The provider of the crisis services was being called out. According to the Tribal members, the Yakama Nation experiences more mental health and substance use issues than anywhere in the region, yet no dedicated services are addressing the need by the contracted provider.
No one called into question the quality of the services of Comprehensive Health, who has been serving the Yakima region for over 16 years, and doing a good job. Some described it a capacity issue due to the increasing need for behavioral health services, and decreasing funding from the state. But communication between the Nation and Comprehensive is lacking, and young lives are being lost.
The meeting was summarized by three themes: communication and collaboration, capacity, and culture. Everyone agreed that something should be done, and promised to convene again in three weeks.
And they did.
On October 31st, Program Managers from the Nation, Greater Columbia BHO, the Health Care Authority, Greater Columbia ACH, and the community met to deepen the conversation. Information was shared about upcoming changes to the BHO, and questions were asked about billing for services and facilities under the new MCO system.

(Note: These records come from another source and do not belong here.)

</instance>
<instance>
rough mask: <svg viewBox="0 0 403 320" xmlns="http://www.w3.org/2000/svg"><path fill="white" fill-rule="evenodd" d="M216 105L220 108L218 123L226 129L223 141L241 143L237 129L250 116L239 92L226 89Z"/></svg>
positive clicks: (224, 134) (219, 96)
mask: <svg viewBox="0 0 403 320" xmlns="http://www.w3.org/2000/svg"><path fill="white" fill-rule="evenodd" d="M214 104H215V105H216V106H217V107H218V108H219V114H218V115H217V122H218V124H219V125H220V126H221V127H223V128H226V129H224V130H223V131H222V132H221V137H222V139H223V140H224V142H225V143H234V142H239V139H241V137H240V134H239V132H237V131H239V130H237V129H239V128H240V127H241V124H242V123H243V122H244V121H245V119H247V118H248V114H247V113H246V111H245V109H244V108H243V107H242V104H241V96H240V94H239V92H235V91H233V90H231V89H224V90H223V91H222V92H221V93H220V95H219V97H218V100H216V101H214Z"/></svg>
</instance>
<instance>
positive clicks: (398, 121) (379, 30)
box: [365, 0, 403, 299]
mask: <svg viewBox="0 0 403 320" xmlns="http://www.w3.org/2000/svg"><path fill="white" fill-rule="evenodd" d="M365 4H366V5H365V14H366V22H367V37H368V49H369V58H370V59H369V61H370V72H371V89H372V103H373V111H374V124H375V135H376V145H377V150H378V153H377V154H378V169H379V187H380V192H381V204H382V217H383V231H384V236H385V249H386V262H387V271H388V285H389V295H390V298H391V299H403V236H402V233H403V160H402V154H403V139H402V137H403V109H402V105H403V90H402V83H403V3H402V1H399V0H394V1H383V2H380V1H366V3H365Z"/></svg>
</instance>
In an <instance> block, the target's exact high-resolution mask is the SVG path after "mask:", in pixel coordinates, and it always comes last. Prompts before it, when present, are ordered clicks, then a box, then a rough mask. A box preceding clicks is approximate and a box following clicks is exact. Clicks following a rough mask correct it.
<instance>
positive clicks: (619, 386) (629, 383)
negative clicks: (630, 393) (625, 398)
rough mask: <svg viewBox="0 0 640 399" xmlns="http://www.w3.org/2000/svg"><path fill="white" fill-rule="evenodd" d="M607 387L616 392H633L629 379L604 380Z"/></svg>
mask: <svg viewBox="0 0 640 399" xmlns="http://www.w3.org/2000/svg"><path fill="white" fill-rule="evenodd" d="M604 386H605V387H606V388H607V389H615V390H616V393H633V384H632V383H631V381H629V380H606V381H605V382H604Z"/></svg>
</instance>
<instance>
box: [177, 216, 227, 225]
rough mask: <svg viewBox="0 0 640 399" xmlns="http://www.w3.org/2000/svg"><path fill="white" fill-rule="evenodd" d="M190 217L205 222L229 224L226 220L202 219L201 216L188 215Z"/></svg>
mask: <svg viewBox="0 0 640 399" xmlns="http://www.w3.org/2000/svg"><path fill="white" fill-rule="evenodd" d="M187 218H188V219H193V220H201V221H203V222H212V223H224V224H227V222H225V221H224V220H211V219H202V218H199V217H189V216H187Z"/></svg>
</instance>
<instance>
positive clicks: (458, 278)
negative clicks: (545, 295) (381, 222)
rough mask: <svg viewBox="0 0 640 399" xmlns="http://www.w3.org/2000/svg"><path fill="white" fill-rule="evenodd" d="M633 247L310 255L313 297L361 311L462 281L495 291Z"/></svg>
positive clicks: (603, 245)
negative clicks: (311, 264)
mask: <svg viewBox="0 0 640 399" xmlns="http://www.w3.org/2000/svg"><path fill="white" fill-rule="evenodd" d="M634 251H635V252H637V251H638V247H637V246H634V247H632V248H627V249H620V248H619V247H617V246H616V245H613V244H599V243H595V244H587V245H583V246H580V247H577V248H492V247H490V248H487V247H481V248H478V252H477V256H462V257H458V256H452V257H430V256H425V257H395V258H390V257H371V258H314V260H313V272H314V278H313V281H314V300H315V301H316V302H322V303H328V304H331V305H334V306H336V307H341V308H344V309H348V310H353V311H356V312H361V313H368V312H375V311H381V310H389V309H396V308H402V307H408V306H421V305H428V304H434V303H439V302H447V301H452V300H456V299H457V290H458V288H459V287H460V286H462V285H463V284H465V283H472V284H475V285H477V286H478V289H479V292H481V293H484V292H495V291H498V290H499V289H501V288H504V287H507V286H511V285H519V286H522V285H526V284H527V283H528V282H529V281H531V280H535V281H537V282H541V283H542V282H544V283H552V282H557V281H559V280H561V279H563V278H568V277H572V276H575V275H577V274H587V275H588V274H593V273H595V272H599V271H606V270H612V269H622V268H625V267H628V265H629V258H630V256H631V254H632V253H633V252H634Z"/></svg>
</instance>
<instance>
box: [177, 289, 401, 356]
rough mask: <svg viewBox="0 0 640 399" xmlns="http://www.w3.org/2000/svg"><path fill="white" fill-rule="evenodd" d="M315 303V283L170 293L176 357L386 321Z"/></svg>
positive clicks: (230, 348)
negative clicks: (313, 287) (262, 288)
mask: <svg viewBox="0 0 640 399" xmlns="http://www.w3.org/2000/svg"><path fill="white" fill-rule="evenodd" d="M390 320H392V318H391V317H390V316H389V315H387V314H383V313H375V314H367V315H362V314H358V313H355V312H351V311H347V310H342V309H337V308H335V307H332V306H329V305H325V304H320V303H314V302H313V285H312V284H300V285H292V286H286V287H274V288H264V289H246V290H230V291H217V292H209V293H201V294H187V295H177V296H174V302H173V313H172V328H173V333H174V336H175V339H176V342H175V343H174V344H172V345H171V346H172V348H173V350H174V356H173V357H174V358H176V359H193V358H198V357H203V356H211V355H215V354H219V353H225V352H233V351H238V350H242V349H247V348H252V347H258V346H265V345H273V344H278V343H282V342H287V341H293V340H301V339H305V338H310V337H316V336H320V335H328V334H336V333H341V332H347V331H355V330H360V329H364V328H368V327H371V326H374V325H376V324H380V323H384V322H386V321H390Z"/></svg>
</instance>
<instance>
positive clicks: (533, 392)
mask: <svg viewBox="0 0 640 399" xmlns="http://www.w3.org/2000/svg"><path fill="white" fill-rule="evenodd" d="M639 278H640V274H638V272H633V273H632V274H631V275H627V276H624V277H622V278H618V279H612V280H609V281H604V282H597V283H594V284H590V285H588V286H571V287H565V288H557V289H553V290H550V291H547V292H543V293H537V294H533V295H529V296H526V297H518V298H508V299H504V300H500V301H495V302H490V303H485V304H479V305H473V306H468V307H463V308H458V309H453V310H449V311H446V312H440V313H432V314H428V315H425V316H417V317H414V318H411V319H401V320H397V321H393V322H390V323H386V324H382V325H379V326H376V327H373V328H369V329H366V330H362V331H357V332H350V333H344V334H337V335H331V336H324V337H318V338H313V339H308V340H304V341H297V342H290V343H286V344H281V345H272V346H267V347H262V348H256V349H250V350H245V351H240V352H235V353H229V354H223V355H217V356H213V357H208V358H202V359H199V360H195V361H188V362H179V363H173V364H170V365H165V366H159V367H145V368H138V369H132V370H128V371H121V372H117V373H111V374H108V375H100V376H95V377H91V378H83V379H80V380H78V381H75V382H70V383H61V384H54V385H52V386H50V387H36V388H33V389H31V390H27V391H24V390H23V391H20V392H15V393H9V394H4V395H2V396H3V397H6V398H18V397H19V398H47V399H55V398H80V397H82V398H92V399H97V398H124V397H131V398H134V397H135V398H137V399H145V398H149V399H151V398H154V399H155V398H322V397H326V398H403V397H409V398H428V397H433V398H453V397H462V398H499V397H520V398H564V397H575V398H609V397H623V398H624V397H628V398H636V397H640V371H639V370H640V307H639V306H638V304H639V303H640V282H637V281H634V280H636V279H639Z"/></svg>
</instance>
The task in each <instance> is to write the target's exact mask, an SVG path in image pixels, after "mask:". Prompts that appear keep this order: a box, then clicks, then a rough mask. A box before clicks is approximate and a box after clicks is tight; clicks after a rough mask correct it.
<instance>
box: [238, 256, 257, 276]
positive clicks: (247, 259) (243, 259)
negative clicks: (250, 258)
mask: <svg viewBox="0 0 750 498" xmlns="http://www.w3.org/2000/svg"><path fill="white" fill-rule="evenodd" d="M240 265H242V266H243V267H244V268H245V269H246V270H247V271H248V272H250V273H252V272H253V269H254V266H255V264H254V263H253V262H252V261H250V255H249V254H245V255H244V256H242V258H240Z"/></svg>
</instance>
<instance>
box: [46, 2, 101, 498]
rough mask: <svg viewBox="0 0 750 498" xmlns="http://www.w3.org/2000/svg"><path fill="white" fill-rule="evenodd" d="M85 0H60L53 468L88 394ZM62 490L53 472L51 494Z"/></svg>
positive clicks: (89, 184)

Gaps in service were discussed, and ideas were generated to close them.
Greater Columbia BHO offered to meet again with the Yakamas, and Greater Columbia ACH offered to improve communication infrastructure.
Everyone agreed that we should meet again. Everyone left in good spirits. After all, it was Halloween.
Thank you to the Yakama Nation for your culture.
Thank you to Comprehensive for your collaboration.
Thank you to Greater Columbia BHO for your cooperation.
Thank you to the Health Care Authority for your communication.